While we take a quick break from Summer Listening today, and celebrate our Independence Day, it's a good time to remember some of the great classical music created on our own continent. Some say "Jazz is America's classical music," and while jazz is certainly one of America's native art forms, we have our own classical music tradition that goes as far back as the revolution.
William Billings (1746-1800) was trained as a tanner, but is known as one of the earliest American composers. He wrote hymns and "fuging tunes," like this one. Centuries later, William Schuman (1910-1992) adapted three of Billings' hymns for his New England Triptych for orchestra.

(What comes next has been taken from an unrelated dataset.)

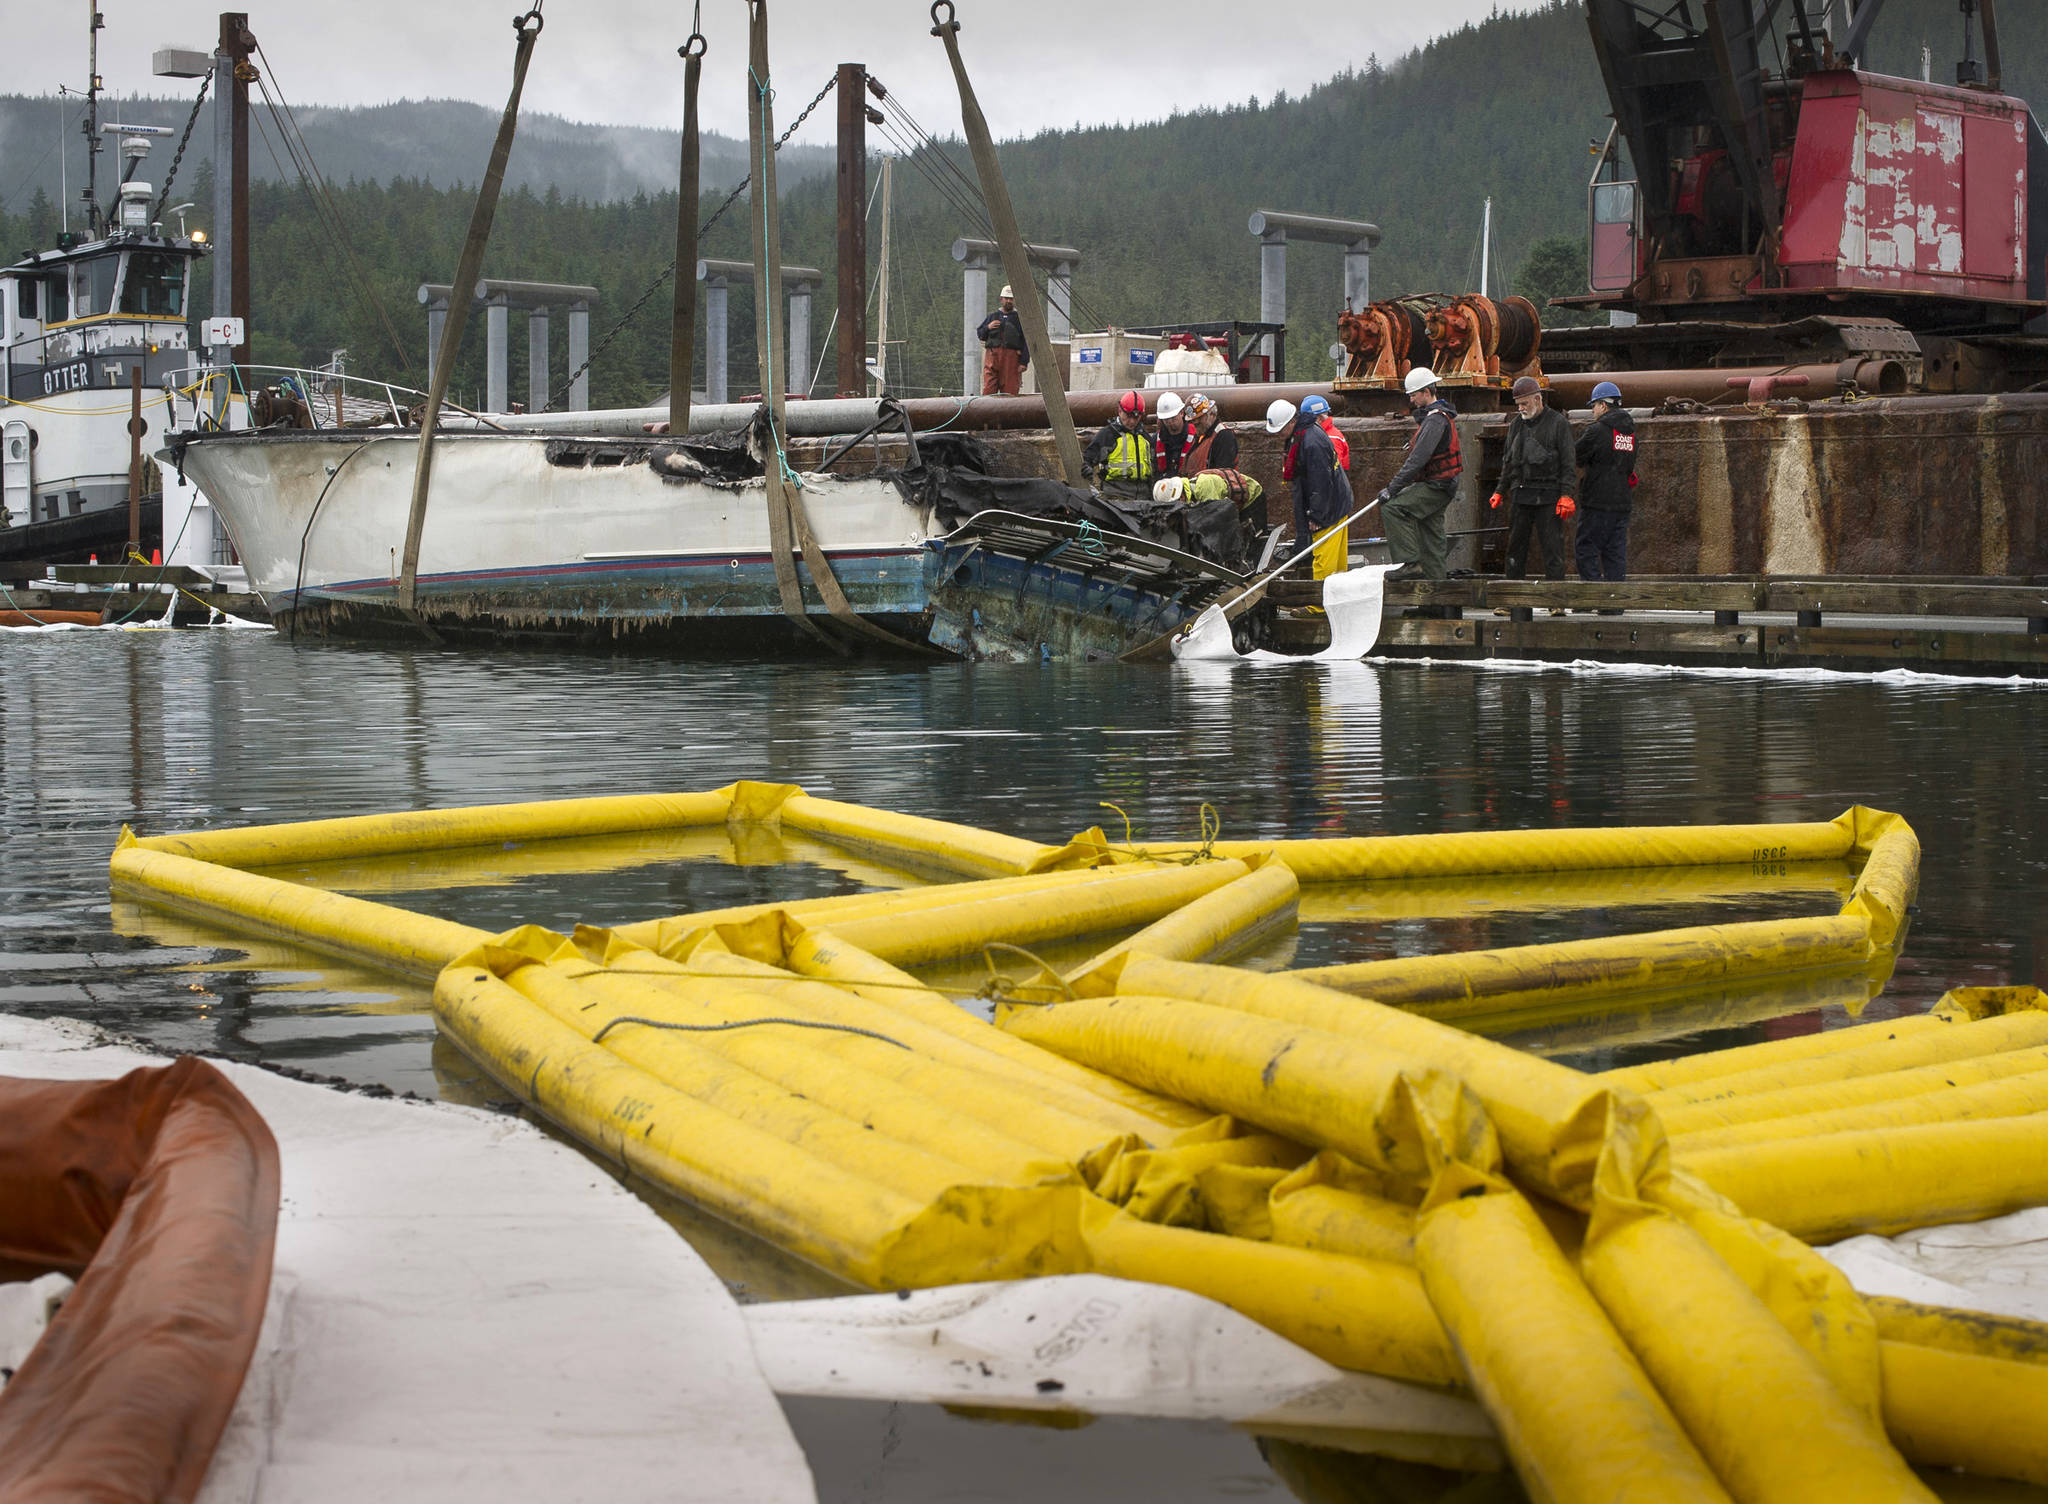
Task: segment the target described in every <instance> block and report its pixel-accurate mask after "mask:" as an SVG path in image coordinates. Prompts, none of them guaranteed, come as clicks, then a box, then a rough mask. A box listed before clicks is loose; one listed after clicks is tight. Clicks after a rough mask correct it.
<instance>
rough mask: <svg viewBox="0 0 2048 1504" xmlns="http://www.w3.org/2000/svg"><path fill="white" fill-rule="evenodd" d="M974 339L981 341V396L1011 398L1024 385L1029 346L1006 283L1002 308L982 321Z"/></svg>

Samuel Barber (1910-1981) is well-known for his Adagio for Strings, but during Summer Listening we're listening to his Violin Concerto, composed in 1939. Barber is one of the few composers who has won the Pulitzer twice. His violin concerto begins with a lush, lyrical movement, but ends with a blistering, Olympic race for the violin and orchestra. Here is a performance with Anne Akiko Meyers.
Arnold Eagle. Appalachian Spring (1945) |
If you hear any classical music that sounds "American," there's a good chance it was written or inspired by Aaron Copland (1900-1990). It's hard to describe the exact qualities that make it so, but when you hear it you know it.Appalachian Spring was written for Martha Graham (and was actually called "Ballet for Martha" before she gave it its actual title). Copland was always amused that people would tell him they "heard spring and the Appalachian mountains" in his music, since he wasn't thinking of that when writing it. Like Schuman's New England Triptych, Copland uses an old folk song, Simple Gifts, within this music. It provides the basis for a set of variations about halfway through. Earlier this year, the University of Maryland Symphony Orchestra performed Appalachian Spring with choreography, in one of the most unique performances to date.